Vaughan, E.J. and Wynn, P.M. and Wilson, S.K. and Williams, G.J. and Barker, P.A. and Graham, N.A.J. (2021) Precision and cost-effectiveness of bioindicators to estimate nutrient regimes on coral reefs. Marine Pollution Bulletin, 170: 122606. ISSN 0025-326X
Full text not available from this repository.Abstract
Bioindicators are useful for determining nutrient regimes in marine environments, but their ability to evaluate corals reefs in different ecological states is poorly understood.
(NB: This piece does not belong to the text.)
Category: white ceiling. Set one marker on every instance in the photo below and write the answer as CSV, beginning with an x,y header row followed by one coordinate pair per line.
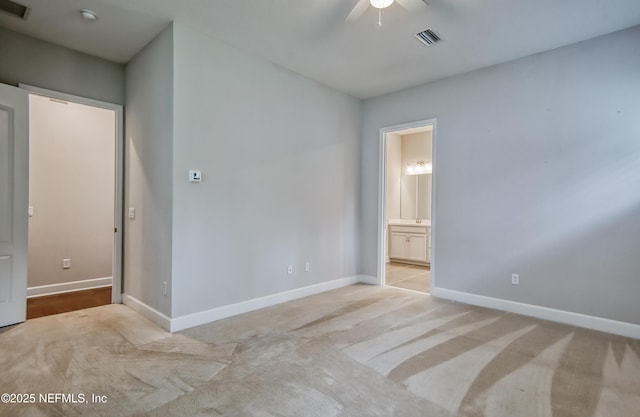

The precision, availability and congruency of eight potential bioindicators (brown macroalgae, green macroalgae, turf algae, cyanobacteria, soft corals, zoanthids, sponges, and sediment) and their stable isotopic and elemental signatures (δ15N, δ13C, %N, %C, and C:N Ratio) were assessed across 21 reefs in the Inner Seychelles. The coefficient of variation (CoV) for δ15N showed that green and brown macroalgae were highly precise (2.47 ± 0.95, n = 11; 4.68 ± 1.33, n = 16, respectively), though were less common on coral-mortality reefs relative to macroalgal-dominated ones. Zoanthids were also highly precise for δ15N (2.98 ± 1.20), but were more readily available regardless of reef state (n = 18). Congruency was low among these indicators, suggesting that different physiological mechanisms for nutrient processing have a stronger influence on a bioindicator's effectiveness than reef state.